If the host configured a Go tool registry, select host tools directly with `goTool(name)`:

```js
const agentWithHostTool = gp.agent()
  .inference(settings)
  .goTool("search")
  .toolLoop({ maxIterations: 3 })
  .build();
```

Use `tool(registry)` for JavaScript-defined tools or explicit wrapper registries. Use `goTool(name)` for tools supplied by the embedding Go application.

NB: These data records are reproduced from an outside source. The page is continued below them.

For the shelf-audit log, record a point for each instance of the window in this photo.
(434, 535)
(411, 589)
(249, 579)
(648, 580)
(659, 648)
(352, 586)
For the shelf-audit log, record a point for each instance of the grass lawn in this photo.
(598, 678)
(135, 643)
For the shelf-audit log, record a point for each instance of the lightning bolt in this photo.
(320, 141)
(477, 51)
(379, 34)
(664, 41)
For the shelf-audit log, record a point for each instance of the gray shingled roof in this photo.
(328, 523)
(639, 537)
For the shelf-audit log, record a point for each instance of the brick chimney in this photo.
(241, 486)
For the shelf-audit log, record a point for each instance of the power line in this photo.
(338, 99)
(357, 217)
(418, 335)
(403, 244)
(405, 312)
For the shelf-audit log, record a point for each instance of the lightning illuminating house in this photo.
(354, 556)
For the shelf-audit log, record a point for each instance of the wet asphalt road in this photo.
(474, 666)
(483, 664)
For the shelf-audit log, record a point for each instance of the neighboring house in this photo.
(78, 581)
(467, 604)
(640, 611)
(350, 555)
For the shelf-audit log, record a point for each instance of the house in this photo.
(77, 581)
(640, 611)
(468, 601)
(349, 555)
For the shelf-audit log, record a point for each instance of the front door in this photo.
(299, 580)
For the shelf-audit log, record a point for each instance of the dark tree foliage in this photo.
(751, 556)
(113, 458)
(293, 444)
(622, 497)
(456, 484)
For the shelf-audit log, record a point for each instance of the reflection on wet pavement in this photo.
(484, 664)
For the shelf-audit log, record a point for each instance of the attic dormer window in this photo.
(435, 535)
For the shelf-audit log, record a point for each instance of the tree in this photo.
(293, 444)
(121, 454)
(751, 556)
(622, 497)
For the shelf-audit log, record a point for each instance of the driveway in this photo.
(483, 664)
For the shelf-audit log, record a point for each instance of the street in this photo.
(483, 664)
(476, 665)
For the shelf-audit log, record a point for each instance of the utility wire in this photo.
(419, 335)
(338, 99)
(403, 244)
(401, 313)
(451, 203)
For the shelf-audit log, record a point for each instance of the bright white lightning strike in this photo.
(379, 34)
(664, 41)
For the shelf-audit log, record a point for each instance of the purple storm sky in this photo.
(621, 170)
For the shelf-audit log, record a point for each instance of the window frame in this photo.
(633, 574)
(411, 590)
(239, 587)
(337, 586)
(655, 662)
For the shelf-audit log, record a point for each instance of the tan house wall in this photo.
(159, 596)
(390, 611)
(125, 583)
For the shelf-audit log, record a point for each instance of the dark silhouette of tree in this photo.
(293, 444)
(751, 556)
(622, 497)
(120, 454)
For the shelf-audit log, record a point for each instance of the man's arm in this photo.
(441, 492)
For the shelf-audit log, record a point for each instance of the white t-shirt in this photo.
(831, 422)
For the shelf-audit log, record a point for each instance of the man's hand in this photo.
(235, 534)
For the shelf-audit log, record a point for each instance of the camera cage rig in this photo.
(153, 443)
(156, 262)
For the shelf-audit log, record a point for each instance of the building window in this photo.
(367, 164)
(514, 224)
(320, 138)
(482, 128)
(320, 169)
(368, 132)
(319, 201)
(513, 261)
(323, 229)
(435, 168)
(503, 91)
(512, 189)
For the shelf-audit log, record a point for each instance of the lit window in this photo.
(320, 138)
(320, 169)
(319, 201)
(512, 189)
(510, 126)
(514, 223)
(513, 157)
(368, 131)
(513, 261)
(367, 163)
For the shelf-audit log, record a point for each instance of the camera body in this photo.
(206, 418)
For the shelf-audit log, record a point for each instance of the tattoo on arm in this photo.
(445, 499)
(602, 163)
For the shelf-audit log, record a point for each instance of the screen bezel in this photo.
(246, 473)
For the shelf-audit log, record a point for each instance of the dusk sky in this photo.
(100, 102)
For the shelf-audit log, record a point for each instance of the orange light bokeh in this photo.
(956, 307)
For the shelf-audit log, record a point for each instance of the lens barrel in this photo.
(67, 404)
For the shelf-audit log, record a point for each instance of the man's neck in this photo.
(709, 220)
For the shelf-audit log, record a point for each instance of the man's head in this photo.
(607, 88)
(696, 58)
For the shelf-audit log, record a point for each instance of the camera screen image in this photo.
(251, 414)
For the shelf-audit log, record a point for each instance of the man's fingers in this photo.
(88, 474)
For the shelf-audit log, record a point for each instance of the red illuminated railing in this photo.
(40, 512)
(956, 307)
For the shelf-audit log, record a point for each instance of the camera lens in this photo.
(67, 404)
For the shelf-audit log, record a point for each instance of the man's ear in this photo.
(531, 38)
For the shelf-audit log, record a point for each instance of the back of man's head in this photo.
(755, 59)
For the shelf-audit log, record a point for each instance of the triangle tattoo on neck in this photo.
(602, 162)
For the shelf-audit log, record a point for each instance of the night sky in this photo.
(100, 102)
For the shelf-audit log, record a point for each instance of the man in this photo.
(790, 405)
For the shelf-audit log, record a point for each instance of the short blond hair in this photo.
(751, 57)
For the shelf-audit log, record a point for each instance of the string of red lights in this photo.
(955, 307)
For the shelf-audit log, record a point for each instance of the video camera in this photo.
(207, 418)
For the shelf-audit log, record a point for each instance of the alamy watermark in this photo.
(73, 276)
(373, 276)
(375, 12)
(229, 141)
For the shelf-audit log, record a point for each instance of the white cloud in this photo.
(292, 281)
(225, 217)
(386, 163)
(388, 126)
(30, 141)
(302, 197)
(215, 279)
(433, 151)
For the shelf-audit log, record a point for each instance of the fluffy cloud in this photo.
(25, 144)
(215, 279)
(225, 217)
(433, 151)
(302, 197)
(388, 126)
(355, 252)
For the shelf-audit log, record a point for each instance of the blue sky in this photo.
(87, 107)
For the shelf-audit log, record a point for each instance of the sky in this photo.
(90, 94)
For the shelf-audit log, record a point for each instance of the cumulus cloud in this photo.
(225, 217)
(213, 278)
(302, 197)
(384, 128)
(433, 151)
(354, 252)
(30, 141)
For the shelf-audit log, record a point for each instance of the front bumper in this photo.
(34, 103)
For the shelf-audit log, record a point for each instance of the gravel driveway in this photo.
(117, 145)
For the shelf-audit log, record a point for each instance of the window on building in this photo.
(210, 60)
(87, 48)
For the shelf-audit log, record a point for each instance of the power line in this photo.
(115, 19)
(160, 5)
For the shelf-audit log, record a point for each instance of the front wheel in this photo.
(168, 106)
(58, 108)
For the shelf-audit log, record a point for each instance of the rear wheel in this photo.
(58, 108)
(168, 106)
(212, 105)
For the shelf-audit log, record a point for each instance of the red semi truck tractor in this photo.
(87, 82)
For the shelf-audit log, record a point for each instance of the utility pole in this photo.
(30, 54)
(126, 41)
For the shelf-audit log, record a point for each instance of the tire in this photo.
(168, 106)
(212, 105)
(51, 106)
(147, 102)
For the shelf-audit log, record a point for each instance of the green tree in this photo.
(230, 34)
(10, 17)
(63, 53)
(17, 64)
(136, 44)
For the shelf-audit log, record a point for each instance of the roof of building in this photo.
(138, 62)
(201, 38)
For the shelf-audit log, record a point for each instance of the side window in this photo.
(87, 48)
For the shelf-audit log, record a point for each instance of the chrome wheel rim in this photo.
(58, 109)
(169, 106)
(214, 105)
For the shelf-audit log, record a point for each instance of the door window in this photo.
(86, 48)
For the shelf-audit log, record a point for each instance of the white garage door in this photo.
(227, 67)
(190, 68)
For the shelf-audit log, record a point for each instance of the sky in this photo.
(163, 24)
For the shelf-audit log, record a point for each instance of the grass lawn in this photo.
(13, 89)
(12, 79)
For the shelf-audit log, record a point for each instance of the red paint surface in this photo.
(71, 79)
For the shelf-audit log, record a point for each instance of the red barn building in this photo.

## 8. Multimodal user input

Use the session turn builder's message callback:

```js
const result = session.next()
  .user(m => m
    .text("Describe this image.")
    .imageURL("https://example.invalid/screenshot.png"))
  .run();
```

## Migration notes

Use the following replacements when updating older scripts:

- `gp.turn().user(...).build()` + `agent.run(turn)` → `agent.session().build().next().user(...).run()`
- `gp.turn(previousTurn)` → `session.next()` or `session.fork().base(previousTurn)` depending on lifecycle intent
- `agent.runAsync(turn)` → `session.next().user(...).runAsync()`
- `agent.persistTo(store)` → `agent.store(store)` or `session.store(store)`; `persistTo` remains as an alias for host persistence selection

Removed legacy APIs include `gp.turn`, `gp.turns`, `gp.events`, `gp.chat`, `gp.inferenceSettings`, `createBuilder`, `createSession`, `runInference`, and public `agent.run` / `agent.runAsync`.